Canadian home prices are recovering from a pandemic surge in demand, but another 'crunch' could be on the horizon.
First, too many Canadians.
From 2021 to 2023, a whopping 1 million newbies flocked to Canada each year, waving the red maple leaf. That influx had a substantial impact on a housing market already suffering from undersupply due to the pandemic-era rush to buy a home amid historically low mortgage rates.
Now, too few Canadians?
To stem the surge of new people that, apparently, also wanted somewhere to live (go figure), the federal government began curbing immigration in 2024, and the outflow of temporary residents exceeded 660K that year. The outflow continued into 2025, resulting in Canada's first-ever population contraction — and those declining numbers have eased demand for many Canadian housing markets in 2026, especially in the GVA and GTA.
The resulting decrease in housing demand has been one factor helping to keep home price increases stable in recent months.
Still, our rapid population growth over the past few years, combined with not enough housing supply and starts to keep pace, continues to put forward pressure on Canada's future housing supply. Combined with the recent, sudden shift toward lower demand, housing starts are still in jeopardy — builders won't build if there aren't enough buyers to make it financially worthwhile.
So, we're back to the same concern — will there be enough housing to keep pace with demand, allowing Canandian home prices to grow at a more natural pace vs a spike in prices?
Several factors are slowing the pace of home building:
- Higher building costs due to recently higher energy prices and tariffs (already impacting the pace of new builds forecast for 2026)
- Less access to supplies as trade routes are impacted by U.S. policy chaos
- Restrictive government taxes and legislation
- Availability of construction labourers
- NIMBYism that impedes middle or high-density construction in established neighbourhoods
Federal, provincial, and city governments are furiously trying to clear the road to increase starts or boost the incentive to improve starts, but they face multiple roadblocks.

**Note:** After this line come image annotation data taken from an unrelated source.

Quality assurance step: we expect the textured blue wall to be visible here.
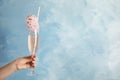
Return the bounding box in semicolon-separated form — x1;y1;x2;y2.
0;0;120;80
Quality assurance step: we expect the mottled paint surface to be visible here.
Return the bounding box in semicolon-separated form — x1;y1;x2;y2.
0;0;120;80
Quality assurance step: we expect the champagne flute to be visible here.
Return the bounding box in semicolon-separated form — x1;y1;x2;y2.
28;32;39;75
27;7;40;75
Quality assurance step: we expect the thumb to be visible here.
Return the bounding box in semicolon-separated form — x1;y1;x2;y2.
23;56;32;63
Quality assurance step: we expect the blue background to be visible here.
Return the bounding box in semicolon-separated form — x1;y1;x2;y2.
0;0;120;80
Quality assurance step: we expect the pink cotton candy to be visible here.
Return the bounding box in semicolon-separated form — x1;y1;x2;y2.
26;15;39;32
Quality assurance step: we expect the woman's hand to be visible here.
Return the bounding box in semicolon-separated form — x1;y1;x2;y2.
15;56;36;70
0;56;36;80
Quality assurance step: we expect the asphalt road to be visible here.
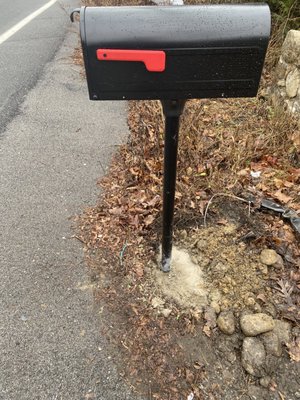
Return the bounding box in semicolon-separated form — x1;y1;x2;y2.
0;0;143;400
0;0;71;134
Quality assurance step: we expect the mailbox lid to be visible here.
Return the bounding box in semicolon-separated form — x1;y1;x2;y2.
81;4;270;100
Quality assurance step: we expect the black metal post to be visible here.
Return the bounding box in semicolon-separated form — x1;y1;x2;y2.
161;100;185;272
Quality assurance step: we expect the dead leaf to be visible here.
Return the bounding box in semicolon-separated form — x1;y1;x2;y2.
272;190;292;204
287;337;300;362
144;214;155;226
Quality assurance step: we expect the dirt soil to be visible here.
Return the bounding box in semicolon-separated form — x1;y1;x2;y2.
79;199;300;400
76;0;300;400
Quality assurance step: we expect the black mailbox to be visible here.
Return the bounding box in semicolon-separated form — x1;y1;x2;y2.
76;4;270;100
71;4;271;272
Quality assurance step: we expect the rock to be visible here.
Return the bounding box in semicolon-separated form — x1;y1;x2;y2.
272;254;284;269
242;337;266;378
282;30;300;67
151;297;165;308
161;308;172;318
263;303;277;318
259;376;272;388
260;249;278;265
240;313;275;336
197;239;207;250
223;224;237;235
260;330;282;357
273;319;292;343
210;301;221;314
275;56;289;80
286;68;300;99
217;311;235;335
277;79;285;87
248;385;267;400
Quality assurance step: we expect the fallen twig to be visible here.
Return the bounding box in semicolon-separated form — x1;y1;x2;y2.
203;193;251;228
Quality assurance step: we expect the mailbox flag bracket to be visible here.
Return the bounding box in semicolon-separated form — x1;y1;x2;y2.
97;49;166;72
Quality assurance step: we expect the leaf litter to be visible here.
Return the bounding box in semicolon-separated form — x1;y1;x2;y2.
77;0;300;400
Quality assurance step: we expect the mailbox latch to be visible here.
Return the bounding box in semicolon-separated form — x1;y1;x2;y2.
97;49;166;72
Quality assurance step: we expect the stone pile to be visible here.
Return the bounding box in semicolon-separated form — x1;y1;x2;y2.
271;30;300;114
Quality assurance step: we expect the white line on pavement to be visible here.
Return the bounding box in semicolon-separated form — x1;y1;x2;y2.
0;0;57;44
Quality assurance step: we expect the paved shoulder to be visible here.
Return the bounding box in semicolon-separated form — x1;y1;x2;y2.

NIMBYism (not in my backyard) isn't helping.
The phenomenon of established neighbourhoods resisting increased density in their own backyards (a form of NIMBYism) has become a major, chronic obstacle to building multi-dwelling housing in existing neighbourhoods that could help ease Canada's housing strain.
Calgary and Edmonton, at one point, had some success getting shovels in the ground through quickly introduced legislation that allowed 'missing middle' buildings (2-8-plexes) within established neighbourhoods. However, Calgary (and slowly, other municipalities) have recently moved to repeal those changes amid the resulting NYMBYism backlash; those repeals now threaten access to government housing funds that, ironically, were meant to help cities increase their density.
Ensuring a stable supply of housing without an outsized impact on prices.
Several forces in Canada appear to be at odds, hindering the pace of creating housing inventory needed to meet current and future demand. We're not talking here about housing for low-income needs, which is also very urgent and essential — we're talking about enough housing to meet the general demands of an existing and growing population, keep Canadian home prices at more affordable levels, and avoid spikes and crashes.
Canada is down by over 5 million homes needed by 2030 (on top of annual construction). Slower housing starts threaten to keep home prices chronically elevated unless they are addressed in a reasonable way in the coming years.
The current federal government has launched a Build Canada Homes initiative to help construct approximately 500,000 new homes per year over the next decade (though the jury is out on whether it will actually happen).